North Carolina Correctional Institution for Women (NCCIW) is the primary North Carolina Department of Public Safety prison facility housing female inmates on a 30-acre campus in Raleigh, North Carolina, and serves as a support facility for the six other women's prisons throughout the state. The facility's inmate population which is the largest in the state consists of inmates from all custody levels and control statuses including death row, maximum security, close custody, medium security, minimum security, and safekeepers.
Video North Carolina Correctional Institution for Women
History
The facility which eventually became the North Carolina Correctional Institution for Women was originally established as a road camp for male inmates who were assigned to work on highway projects. The North Carolina Department of Public Safety states that women inmates were transferred to the facility's current site in 1933, during renovation of women's living quarters at Central Prison.
While some women were housed at Central Prison (mainly minority and immigrant women, and women who had committed violent crimes), many women guilty of minor crimes like theft, prostitution, drunkenness, and adultery were sent to the North Carolina Industrial Farm Colony for Women at Kinston, a reformatory institution that opened in 1929. Little information exists on the Farm Colony, but there are biennial reports from the institution dating up to the year 1946. Some sources associate the institution with the forced sterilization of inmates during the Eugenics movement in America.
As an alternative to returning women inmates to Central Prison, the State Highway and Public Works Commission originally proposed the construction of a women's prison on the cottage plan, but the project never got beyond the planning stage.
The women's prison was operated as a satellite camp of Central Prison until 1938, when the North Carolina Correctional Institution for Women was established as an independent facility. Four years later, Mrs. Edna B. Strickland was appointed as Superintendent of the North Carolina Correctional Institution, becoming the first female prison superintendent in North Carolina history in 1942.
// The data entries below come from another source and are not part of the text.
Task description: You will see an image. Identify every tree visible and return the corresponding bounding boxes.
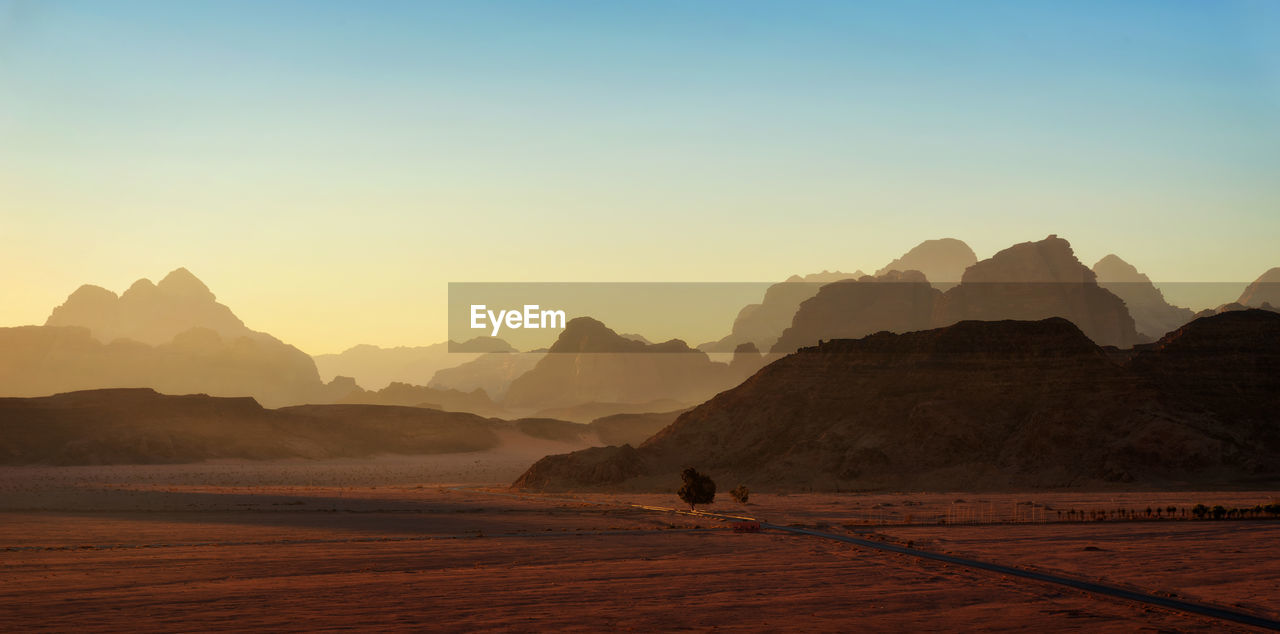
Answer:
[677,466,716,511]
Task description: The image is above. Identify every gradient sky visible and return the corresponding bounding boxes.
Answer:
[0,0,1280,354]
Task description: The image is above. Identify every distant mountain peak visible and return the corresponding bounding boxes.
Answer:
[156,266,218,302]
[45,268,252,345]
[876,238,978,284]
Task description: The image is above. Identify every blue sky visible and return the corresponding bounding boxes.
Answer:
[0,0,1280,352]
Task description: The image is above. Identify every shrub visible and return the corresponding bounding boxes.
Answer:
[676,466,716,511]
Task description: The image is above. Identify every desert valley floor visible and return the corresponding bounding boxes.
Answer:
[0,453,1280,631]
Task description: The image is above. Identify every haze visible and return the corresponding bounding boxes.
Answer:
[0,1,1280,354]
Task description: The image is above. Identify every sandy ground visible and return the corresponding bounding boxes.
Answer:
[0,455,1280,631]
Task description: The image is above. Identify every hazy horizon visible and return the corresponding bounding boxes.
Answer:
[0,1,1280,354]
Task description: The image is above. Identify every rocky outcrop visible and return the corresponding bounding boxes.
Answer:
[315,337,516,389]
[426,350,547,401]
[1236,266,1280,310]
[0,389,604,465]
[0,325,324,407]
[933,236,1149,348]
[0,269,325,406]
[698,270,864,352]
[1093,255,1196,339]
[517,311,1280,491]
[876,238,978,291]
[772,270,942,354]
[333,379,506,416]
[45,269,249,346]
[513,444,649,491]
[503,318,733,411]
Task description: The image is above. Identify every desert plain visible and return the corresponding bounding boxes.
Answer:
[0,447,1280,631]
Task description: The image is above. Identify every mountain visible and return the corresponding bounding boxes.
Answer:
[876,238,978,291]
[1093,254,1196,339]
[0,325,324,406]
[315,337,516,389]
[1236,266,1280,310]
[698,270,864,352]
[773,270,942,354]
[586,409,689,446]
[0,389,609,465]
[333,383,506,416]
[933,236,1149,348]
[426,350,547,401]
[532,398,689,423]
[503,318,733,411]
[45,269,250,346]
[0,269,325,406]
[515,310,1280,491]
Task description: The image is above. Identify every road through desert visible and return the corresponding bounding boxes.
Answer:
[0,456,1280,631]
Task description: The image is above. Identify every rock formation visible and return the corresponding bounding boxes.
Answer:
[503,318,733,411]
[772,270,942,354]
[516,310,1280,491]
[1236,266,1280,309]
[1093,255,1196,339]
[698,270,864,352]
[45,269,252,346]
[933,236,1149,348]
[426,350,547,401]
[0,386,596,465]
[315,337,516,389]
[876,238,978,291]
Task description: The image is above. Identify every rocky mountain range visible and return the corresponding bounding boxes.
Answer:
[503,318,746,411]
[876,238,978,291]
[315,337,516,389]
[515,310,1280,491]
[1093,254,1196,339]
[0,389,604,465]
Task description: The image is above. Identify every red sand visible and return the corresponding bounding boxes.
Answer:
[0,462,1280,631]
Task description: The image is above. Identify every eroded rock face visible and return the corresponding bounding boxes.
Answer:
[876,238,978,289]
[698,270,863,352]
[933,236,1146,348]
[772,270,942,354]
[517,310,1280,489]
[0,325,324,407]
[1093,255,1196,339]
[1236,266,1280,310]
[515,444,646,489]
[503,318,735,411]
[45,269,249,346]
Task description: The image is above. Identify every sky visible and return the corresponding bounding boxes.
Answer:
[0,0,1280,354]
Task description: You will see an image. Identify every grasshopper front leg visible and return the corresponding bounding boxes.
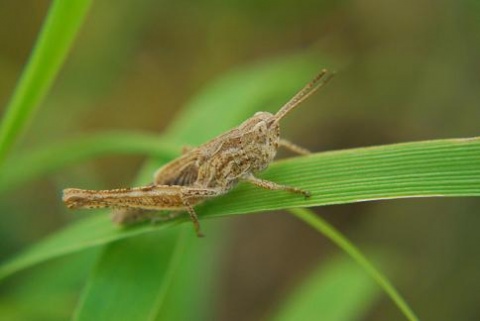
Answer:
[243,174,311,198]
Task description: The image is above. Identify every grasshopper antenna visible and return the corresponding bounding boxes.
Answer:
[275,69,335,123]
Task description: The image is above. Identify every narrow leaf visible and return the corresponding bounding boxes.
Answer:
[0,0,91,164]
[0,138,480,278]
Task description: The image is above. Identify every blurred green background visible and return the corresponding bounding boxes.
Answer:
[0,0,480,320]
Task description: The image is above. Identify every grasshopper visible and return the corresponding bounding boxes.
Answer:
[63,69,333,236]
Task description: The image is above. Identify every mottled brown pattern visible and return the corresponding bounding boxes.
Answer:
[63,70,332,236]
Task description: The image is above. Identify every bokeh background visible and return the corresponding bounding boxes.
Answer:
[0,0,480,320]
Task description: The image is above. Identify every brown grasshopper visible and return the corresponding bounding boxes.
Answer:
[63,70,333,236]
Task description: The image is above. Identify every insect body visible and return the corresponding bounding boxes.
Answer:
[63,70,332,236]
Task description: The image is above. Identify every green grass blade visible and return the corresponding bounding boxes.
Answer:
[290,208,418,321]
[0,132,180,193]
[271,257,381,321]
[0,0,91,164]
[0,138,480,278]
[74,228,189,320]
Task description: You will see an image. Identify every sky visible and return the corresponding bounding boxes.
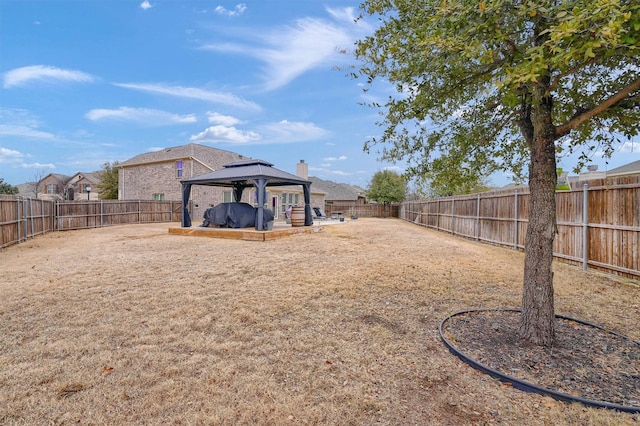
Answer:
[0,0,640,188]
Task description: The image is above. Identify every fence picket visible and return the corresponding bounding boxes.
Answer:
[398,176,640,279]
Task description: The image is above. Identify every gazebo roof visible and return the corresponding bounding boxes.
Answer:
[182,159,310,187]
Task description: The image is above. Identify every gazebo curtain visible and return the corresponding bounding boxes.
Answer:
[182,178,313,231]
[182,183,191,228]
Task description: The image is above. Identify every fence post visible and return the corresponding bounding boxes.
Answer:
[582,183,589,271]
[22,198,29,241]
[513,189,518,250]
[16,196,22,242]
[451,198,456,235]
[476,194,480,241]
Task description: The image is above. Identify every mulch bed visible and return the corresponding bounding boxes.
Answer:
[443,310,640,409]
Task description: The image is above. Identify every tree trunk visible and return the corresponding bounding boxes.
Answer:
[519,95,557,346]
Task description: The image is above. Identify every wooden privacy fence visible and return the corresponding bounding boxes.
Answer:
[324,201,398,217]
[0,195,182,248]
[399,176,640,279]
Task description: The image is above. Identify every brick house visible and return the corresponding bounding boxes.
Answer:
[35,172,100,201]
[118,143,324,222]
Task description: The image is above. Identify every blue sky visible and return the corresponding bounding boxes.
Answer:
[0,0,640,188]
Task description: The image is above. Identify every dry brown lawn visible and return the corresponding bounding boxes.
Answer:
[0,219,640,425]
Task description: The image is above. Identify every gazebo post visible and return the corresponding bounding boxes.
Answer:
[182,183,191,228]
[254,179,267,231]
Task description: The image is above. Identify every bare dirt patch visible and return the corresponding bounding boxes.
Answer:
[0,219,640,425]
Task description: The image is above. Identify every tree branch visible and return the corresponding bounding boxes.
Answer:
[556,77,640,138]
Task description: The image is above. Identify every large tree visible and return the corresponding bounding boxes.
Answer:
[354,0,640,345]
[0,178,19,195]
[367,170,407,215]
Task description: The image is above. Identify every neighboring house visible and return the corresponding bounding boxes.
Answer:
[309,176,367,204]
[607,160,640,177]
[118,143,324,222]
[24,172,100,201]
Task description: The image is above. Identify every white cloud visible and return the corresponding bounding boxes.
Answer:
[207,112,243,126]
[0,147,24,164]
[3,65,94,89]
[190,125,262,144]
[85,107,198,126]
[114,83,261,110]
[0,124,55,139]
[214,3,247,16]
[619,141,640,154]
[20,163,56,170]
[382,166,404,173]
[203,9,356,90]
[262,120,329,143]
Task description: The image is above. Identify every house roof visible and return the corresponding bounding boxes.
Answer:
[309,176,366,201]
[118,143,243,167]
[607,160,640,176]
[181,160,309,187]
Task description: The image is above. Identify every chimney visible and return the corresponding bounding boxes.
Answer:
[296,160,309,179]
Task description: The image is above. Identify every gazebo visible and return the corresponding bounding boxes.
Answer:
[181,160,313,231]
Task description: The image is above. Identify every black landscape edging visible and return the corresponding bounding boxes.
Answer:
[438,309,640,413]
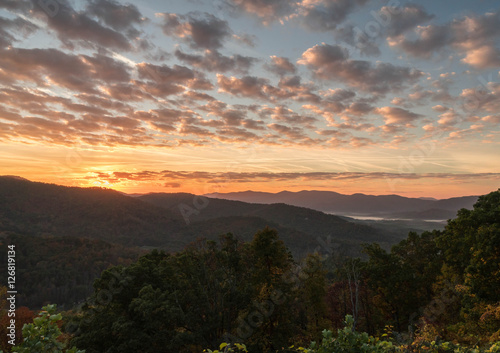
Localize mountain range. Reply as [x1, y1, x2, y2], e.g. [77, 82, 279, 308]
[0, 176, 480, 307]
[0, 177, 401, 256]
[205, 190, 478, 220]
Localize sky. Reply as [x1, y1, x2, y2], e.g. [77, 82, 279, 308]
[0, 0, 500, 198]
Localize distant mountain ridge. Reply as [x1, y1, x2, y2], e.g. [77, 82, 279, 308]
[205, 190, 478, 218]
[0, 176, 400, 257]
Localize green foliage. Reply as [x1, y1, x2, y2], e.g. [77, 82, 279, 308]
[0, 234, 141, 308]
[203, 342, 248, 353]
[296, 315, 500, 353]
[0, 305, 85, 353]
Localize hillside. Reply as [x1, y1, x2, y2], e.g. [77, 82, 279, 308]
[0, 177, 399, 257]
[138, 193, 400, 248]
[206, 191, 478, 218]
[0, 177, 184, 246]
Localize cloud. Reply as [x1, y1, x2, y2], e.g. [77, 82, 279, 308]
[217, 74, 295, 101]
[375, 107, 423, 125]
[0, 0, 31, 12]
[175, 49, 257, 73]
[297, 43, 422, 93]
[225, 0, 296, 25]
[462, 45, 500, 69]
[298, 0, 368, 31]
[259, 106, 318, 129]
[0, 48, 130, 94]
[0, 16, 39, 48]
[389, 11, 500, 69]
[87, 0, 145, 31]
[28, 0, 132, 51]
[377, 4, 435, 37]
[264, 55, 297, 76]
[87, 170, 500, 183]
[157, 12, 232, 50]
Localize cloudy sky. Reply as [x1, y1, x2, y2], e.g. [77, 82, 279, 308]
[0, 0, 500, 198]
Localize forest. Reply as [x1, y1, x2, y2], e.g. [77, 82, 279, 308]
[0, 190, 500, 353]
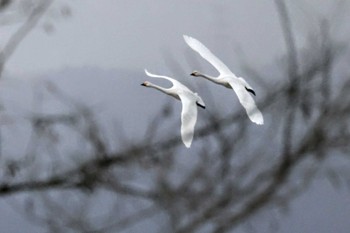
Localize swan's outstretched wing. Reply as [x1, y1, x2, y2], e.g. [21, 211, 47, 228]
[229, 80, 264, 125]
[183, 35, 234, 75]
[145, 69, 179, 84]
[179, 92, 197, 148]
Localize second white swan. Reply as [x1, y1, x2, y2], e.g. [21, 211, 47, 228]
[141, 70, 205, 148]
[183, 35, 264, 125]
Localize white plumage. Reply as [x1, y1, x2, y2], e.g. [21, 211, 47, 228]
[141, 70, 205, 148]
[183, 35, 264, 125]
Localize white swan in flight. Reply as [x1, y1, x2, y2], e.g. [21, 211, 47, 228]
[183, 35, 264, 125]
[141, 70, 205, 148]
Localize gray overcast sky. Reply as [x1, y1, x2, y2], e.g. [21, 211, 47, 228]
[4, 0, 348, 74]
[0, 0, 350, 233]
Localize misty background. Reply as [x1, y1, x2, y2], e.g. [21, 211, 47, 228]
[0, 0, 350, 233]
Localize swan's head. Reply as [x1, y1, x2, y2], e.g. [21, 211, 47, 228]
[245, 87, 256, 96]
[141, 81, 150, 87]
[191, 70, 201, 77]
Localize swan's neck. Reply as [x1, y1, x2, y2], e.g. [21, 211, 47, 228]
[197, 74, 217, 83]
[148, 83, 170, 95]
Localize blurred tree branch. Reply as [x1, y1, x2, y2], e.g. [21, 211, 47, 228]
[0, 0, 350, 233]
[0, 0, 54, 77]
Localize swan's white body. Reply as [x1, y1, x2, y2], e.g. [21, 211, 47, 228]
[183, 35, 264, 125]
[141, 70, 205, 148]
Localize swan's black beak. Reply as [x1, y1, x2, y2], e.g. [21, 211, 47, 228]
[196, 103, 205, 109]
[245, 87, 256, 96]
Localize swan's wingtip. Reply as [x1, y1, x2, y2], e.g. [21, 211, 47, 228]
[253, 118, 264, 125]
[183, 35, 193, 43]
[183, 142, 192, 148]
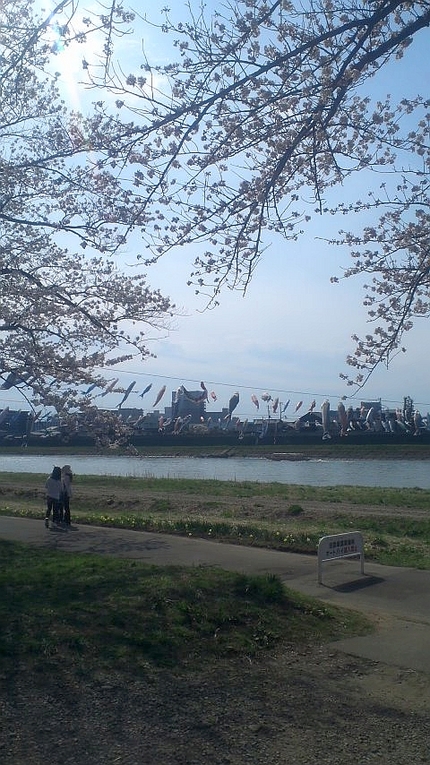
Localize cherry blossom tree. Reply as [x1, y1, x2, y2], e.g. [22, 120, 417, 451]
[90, 0, 430, 384]
[0, 0, 174, 407]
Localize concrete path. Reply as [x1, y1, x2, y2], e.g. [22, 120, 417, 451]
[0, 516, 430, 674]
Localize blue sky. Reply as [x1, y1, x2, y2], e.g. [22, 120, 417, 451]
[0, 2, 430, 418]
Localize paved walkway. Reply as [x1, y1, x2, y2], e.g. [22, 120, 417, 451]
[0, 516, 430, 674]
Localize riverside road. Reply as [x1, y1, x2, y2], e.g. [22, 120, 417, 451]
[0, 516, 430, 674]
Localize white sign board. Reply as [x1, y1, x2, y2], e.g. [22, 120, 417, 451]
[318, 531, 364, 584]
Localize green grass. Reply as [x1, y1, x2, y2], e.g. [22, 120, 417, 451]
[0, 540, 369, 672]
[0, 473, 430, 569]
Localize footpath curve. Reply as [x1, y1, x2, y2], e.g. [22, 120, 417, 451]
[0, 516, 430, 674]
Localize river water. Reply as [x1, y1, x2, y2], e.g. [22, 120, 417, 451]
[0, 454, 430, 489]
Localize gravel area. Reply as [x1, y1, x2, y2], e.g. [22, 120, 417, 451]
[0, 645, 430, 765]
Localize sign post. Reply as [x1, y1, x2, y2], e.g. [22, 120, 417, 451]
[318, 531, 364, 584]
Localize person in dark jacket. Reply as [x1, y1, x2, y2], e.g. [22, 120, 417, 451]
[45, 467, 62, 529]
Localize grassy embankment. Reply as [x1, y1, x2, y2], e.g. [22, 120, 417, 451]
[0, 473, 430, 568]
[0, 540, 369, 676]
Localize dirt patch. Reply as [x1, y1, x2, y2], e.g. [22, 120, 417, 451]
[0, 646, 430, 765]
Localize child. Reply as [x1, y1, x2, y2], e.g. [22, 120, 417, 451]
[45, 467, 62, 529]
[61, 465, 73, 526]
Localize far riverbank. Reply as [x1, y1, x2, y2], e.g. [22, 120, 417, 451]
[0, 439, 430, 460]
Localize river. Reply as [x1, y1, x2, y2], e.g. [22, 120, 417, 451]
[0, 454, 430, 489]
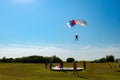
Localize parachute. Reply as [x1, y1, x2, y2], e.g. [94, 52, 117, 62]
[67, 19, 87, 41]
[67, 19, 87, 28]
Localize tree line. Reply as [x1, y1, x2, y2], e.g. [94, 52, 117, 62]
[0, 55, 61, 63]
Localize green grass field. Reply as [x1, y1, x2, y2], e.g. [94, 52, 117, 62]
[0, 63, 120, 80]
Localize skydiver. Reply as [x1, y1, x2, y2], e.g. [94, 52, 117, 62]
[75, 33, 79, 41]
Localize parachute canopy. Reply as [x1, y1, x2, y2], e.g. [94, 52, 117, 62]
[67, 19, 87, 28]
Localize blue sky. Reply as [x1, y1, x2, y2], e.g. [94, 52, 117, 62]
[0, 0, 120, 60]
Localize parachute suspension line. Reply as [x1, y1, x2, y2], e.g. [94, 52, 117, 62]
[67, 19, 87, 41]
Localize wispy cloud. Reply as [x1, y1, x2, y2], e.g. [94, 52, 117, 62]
[0, 44, 120, 60]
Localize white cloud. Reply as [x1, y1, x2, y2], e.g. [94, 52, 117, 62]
[0, 44, 120, 60]
[11, 0, 36, 4]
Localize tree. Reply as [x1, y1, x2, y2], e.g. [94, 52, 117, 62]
[66, 58, 75, 63]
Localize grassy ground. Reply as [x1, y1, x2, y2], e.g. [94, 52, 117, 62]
[0, 63, 120, 80]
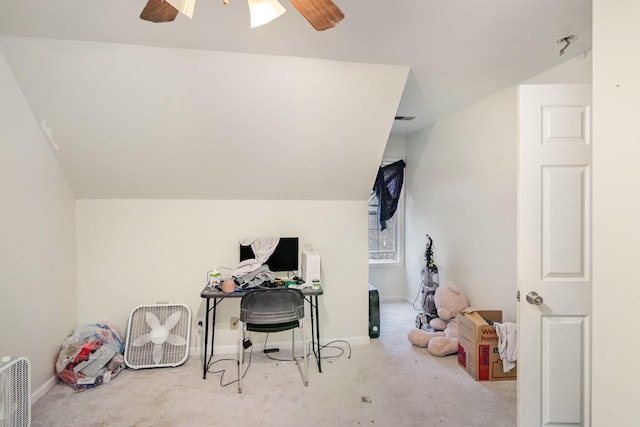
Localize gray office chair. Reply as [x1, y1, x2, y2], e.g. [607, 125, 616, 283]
[238, 288, 309, 393]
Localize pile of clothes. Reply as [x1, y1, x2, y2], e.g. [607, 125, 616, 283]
[56, 324, 125, 391]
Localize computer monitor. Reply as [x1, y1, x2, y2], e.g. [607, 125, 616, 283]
[240, 237, 299, 272]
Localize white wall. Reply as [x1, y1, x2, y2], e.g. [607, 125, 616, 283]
[592, 0, 640, 427]
[369, 135, 406, 301]
[405, 51, 591, 321]
[0, 55, 76, 398]
[77, 200, 369, 352]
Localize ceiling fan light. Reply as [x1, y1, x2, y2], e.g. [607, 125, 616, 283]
[248, 0, 286, 28]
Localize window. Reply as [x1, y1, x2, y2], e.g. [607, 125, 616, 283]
[369, 162, 404, 265]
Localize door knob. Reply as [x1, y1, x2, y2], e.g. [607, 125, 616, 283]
[527, 291, 542, 305]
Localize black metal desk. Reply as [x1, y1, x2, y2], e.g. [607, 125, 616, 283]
[200, 285, 324, 379]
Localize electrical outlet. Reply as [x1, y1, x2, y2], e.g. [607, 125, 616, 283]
[196, 317, 205, 331]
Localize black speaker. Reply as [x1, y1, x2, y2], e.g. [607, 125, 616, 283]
[369, 284, 380, 338]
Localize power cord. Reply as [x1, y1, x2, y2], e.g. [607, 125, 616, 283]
[207, 346, 253, 387]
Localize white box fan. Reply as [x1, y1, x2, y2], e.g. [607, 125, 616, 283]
[0, 356, 31, 427]
[124, 304, 191, 369]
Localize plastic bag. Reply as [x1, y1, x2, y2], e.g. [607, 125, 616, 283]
[56, 324, 124, 391]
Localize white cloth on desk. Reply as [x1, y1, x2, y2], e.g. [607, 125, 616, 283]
[493, 322, 518, 372]
[231, 237, 280, 277]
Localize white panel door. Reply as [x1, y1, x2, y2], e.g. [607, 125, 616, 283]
[518, 85, 592, 427]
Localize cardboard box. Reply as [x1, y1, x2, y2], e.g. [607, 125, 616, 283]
[458, 310, 517, 381]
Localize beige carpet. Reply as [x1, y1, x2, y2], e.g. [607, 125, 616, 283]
[32, 302, 516, 427]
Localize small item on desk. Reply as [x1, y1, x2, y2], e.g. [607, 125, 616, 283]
[207, 268, 222, 287]
[222, 279, 236, 294]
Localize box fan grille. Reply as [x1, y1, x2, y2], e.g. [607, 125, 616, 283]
[0, 357, 31, 427]
[124, 304, 191, 369]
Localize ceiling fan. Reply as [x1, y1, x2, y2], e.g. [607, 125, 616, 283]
[140, 0, 344, 31]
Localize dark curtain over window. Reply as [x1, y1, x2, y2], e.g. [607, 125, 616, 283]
[373, 160, 405, 231]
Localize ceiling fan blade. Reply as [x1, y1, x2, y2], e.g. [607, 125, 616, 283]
[289, 0, 344, 31]
[140, 0, 178, 22]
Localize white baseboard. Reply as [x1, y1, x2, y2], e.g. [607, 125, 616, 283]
[31, 375, 60, 405]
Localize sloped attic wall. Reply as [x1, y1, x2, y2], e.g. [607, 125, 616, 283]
[0, 38, 408, 366]
[0, 37, 408, 200]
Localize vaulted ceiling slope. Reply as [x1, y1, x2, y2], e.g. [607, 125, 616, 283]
[0, 37, 408, 200]
[0, 0, 591, 200]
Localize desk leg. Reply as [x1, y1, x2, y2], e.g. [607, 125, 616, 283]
[202, 298, 213, 380]
[308, 295, 322, 372]
[311, 295, 322, 373]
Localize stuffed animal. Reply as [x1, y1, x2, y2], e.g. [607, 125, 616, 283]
[409, 283, 469, 356]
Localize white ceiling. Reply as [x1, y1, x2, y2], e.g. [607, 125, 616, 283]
[0, 0, 591, 199]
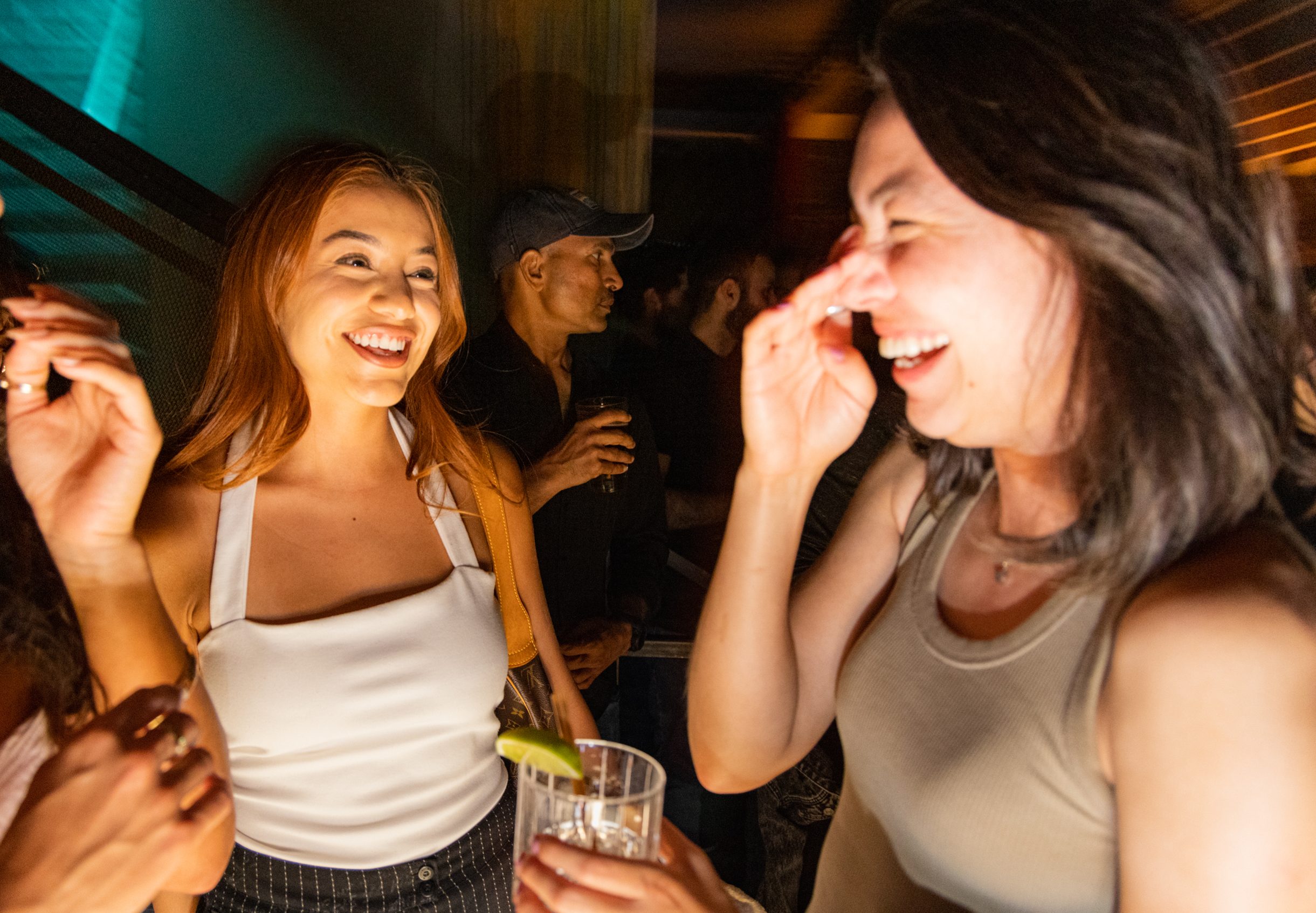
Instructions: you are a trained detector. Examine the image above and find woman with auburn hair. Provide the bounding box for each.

The first improvements to the prison infrastructure was a $1 million construction project which expanded NCCIW facilities to include four cottage style dormitories, an auditorium, segregation unit, sewing plant, cannery, laundry, kitchen and dining hall and administration building in the late 1940s and early 1950s.
In June 1975, an inmate riot at the prison which began as a work stoppage in the laundry and ended with a confrontation between correctional officers and inmates resulting in minor property damage and injuries to staff and inmates. After four days of rioting, the prison resumed routine operations, although the prison laundry was eventually closed on a permanent basis as a result of the riot.
Further expansions to the prison's infrastructure were begun in 1986 with the implementation of an aggressive construction and renovation plan for prison beginning with the construction of a 28-bed infirmary and outpatient medical services building. Within the next seven years, the North Carolina General Assembly approved approximately $25 million in additional funding for renovations and infrastructure improvements to the facility including repair or replacement of deteriorated buildings and addition of support services necessitated by inmate population growth including the construction of six new dormitories, 48-cell maximum security housing unit, inmate mental health facility, prison operations building and gatehouse, security perimeter fence and lighting.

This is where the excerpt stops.